MobileWorld: Benchmarking Autonomous Mobile Agents

Leaderboard

Success rate (%) on MobileWorld. We report overall SR (weighted by task counts) and breakdown by task category: GUI-Only tasks (117), agent-user interaction tasks (44), and MCP-augmented tasks (40). All results are evaluated with max steps = 50. Please contact us to submit your results.

Model Type:

Task Categories:

GUI-Only User-Int. MCP

Rank	Category	Model	Overall	GUI-Only	User Interaction	MCP-Augmented

Overview

MobileWorld is a substantially more challenging mobile-use benchmark designed to better reflect real-world mobile usage. It comprises 201 tasks across 20 applications, featuring long-horizon, cross-app tasks, and novel task categories including agent-user interaction and MCP-augmented tasks.

The difficulty of MobileWorld is twofold:

Long-horizon, cross-application tasks. MobileWorld tasks require on average 27.8 completion steps, nearly twice as many as 14.3 steps required in AndroidWorld. Moreover, 62.2% of tasks involve cross-application workflows compared to only 9.5% in AndroidWorld.

Novel task categories. MobileWorld extends beyond standard GUI manipulation by introducing (1) agent-user interaction tasks (22.4%) that evaluate an agent's ability to handle ambiguous instructions through collaborative dialogue, and (2) MCP-augmented tasks (19.9%) that require hybrid-usage of GUI navigation and external tool invocations via the Model Context Protocol.

Comparison with AndroidWorld — **Figure:** Comparison between AndroidWorld and MobileWorld. MobileWorld features harder tasks with more steps, more cross-app workflows, and achieves lower SOTA accuracy, demonstrating its increased difficulty.

Benchmark Comparison

Comparison of online Mobile GUI Agent Benchmarks. MobileWorld uniquely enables deterministic evaluation even for applications requiring backends (e.g., messaging) by utilizing self-hosted environments. We also introduce novel task paradigms: agent-user interaction and Model Context Protocol (MCP) augmentation.

Benchmark	#Apps	#Tasks	Agent-User Int.	MCP-Aug.	Backend-Req.
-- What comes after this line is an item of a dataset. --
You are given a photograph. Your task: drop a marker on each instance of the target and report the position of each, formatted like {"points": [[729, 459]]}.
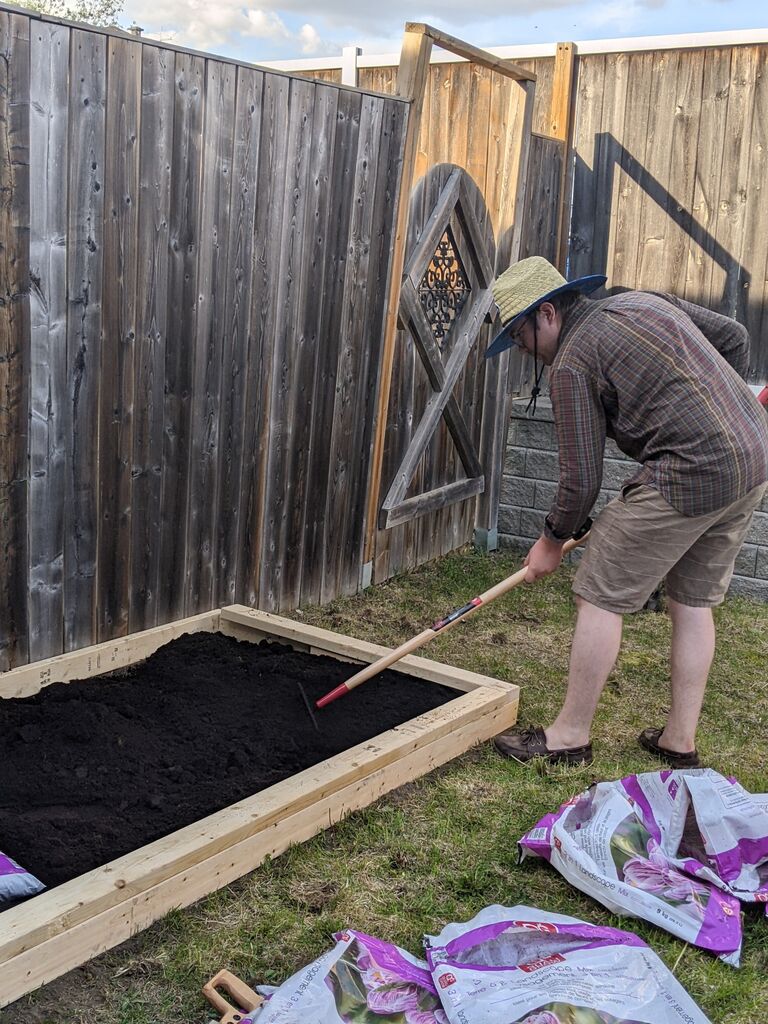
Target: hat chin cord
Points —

Apps	Deterministic Eval.
AndroidArena	16	221	✗	✗	✓	✗
A3	20	201	✗	✗	✓	✗
Pro-Bench	34	200	✗	✗	✓	✗
AndroidDaily	48	235	✗	✗	✓	✗
SPA-Bench	66	340	✗	✗	✓	✗

MobileAgentBench	10	100	✗	✗	✗	✓
AndroidLab	9	138	✗	✗	✗	✓
AndroidWorld	20	116	✗	✗	✗	✓

MobileWorld (Ours)	20	201	✓	✓	✓	✓

Task Examples

Beyond traditional GUI-only tasks, MobileWorld includes agent-user interaction tasks and MCP-augmented tasks, each with distinct deterministic evaluation strategies.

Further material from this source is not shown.